Figure 1 shows the conventional architecture of an ES, consisting of a knowledge system, an inference engine, and a user interface. The knowledge base comprises the set of facts and rules that set out the expertise. The inference engine carries out the process of inference from the facts and rules in the knowledge base. There are two inference methods, namely forward chaining or data driven reasoning, as well as backward chaining or goal driven reasoning. Being a data-oriented approach, forward chaining searches the solution space from an initial state to a final goal state. On the other hand, being a goal-oriented search technique, backward chaining starts with the desired goal state and works backward to the initial state by applying the inverse operator. The user interface depicts the path whereby the user supplies additional information to the system, either in response to demand or by volunteering it, and the means whereby he gets the output.

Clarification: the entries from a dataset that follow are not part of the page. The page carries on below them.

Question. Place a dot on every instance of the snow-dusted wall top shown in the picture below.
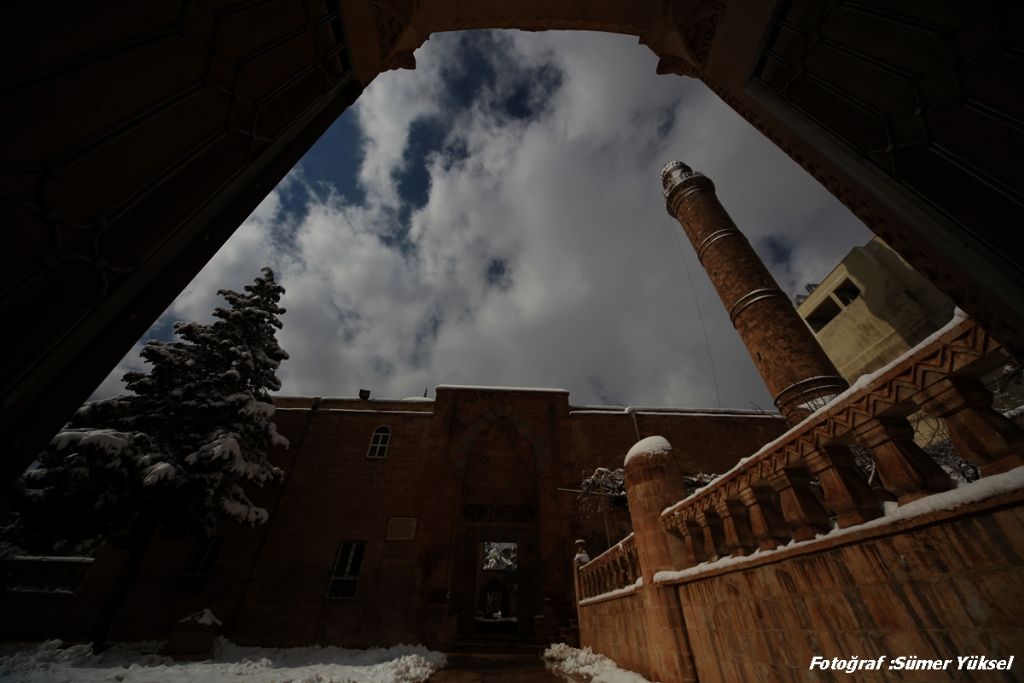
(648, 446)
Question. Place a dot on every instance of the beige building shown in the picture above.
(871, 308)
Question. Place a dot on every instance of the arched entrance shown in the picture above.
(496, 583)
(141, 135)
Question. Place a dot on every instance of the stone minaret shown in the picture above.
(798, 373)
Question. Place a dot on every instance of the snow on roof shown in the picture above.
(470, 387)
(966, 494)
(650, 445)
(707, 413)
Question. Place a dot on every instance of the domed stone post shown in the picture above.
(799, 375)
(653, 481)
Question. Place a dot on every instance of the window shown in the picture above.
(847, 292)
(823, 314)
(345, 573)
(201, 562)
(400, 528)
(378, 442)
(500, 556)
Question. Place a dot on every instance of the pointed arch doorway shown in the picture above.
(496, 583)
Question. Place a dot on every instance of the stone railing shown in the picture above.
(31, 573)
(794, 487)
(615, 568)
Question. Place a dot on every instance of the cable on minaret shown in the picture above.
(696, 302)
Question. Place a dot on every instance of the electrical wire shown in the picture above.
(696, 303)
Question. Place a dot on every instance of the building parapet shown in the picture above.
(616, 569)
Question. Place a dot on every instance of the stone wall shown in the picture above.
(950, 585)
(616, 626)
(943, 585)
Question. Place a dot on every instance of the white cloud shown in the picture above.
(597, 297)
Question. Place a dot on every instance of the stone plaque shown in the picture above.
(400, 528)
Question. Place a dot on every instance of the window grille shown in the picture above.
(379, 441)
(345, 574)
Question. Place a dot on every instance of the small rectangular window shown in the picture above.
(823, 314)
(201, 561)
(400, 528)
(847, 293)
(345, 573)
(379, 441)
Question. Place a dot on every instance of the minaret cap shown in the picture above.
(673, 174)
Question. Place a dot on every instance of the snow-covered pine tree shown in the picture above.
(207, 397)
(175, 454)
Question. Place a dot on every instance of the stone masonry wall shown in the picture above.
(616, 629)
(948, 587)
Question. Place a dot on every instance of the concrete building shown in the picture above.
(380, 531)
(187, 115)
(872, 307)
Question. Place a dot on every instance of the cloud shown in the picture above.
(537, 250)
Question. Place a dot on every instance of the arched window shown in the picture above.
(378, 442)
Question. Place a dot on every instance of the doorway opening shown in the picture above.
(497, 587)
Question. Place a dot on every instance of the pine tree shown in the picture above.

Source: Holsapple, C. W., Tam, K. Y. and Whinston, A. B. 1988. Adapting expert system technology to financial management. Financial Management, 17(3): 12-22.
The development of an ES proceeds through the following typical stages: (1) system concept, (2) feasibility study, (3) outline specification, (4) preliminary knowledge acquisition, (5) knowledge representation, (6) tool selection, (7) prototype development, (8) main knowledge acquisition, (9) revised specification, (10) system development, (11) testing and evaluation, and (12) handover. Besides, the process is iterative with looping back between some of these stages. Prototyping includes the creation of the prototype, the writing of the documentation, the induction of the user, alongside the use and evaluation by the user.
As regards the advantages, an ES is permanent (HE is perishable), an ES is consistent (HE is unpredictable), and ES ensures quick replication (HE provides slow reproduction), an ES is affordable (HE is expensive), an ES is fast processing (HE is slow processing). Otherwise, as regards disadvantages, an ES lacks inspiration (HE is creative), an ES needs instruction (HE is adaptive), an ES shows a narrow focus (HE proves a broad focus), and an ES is machine knowledge (HE have common sense).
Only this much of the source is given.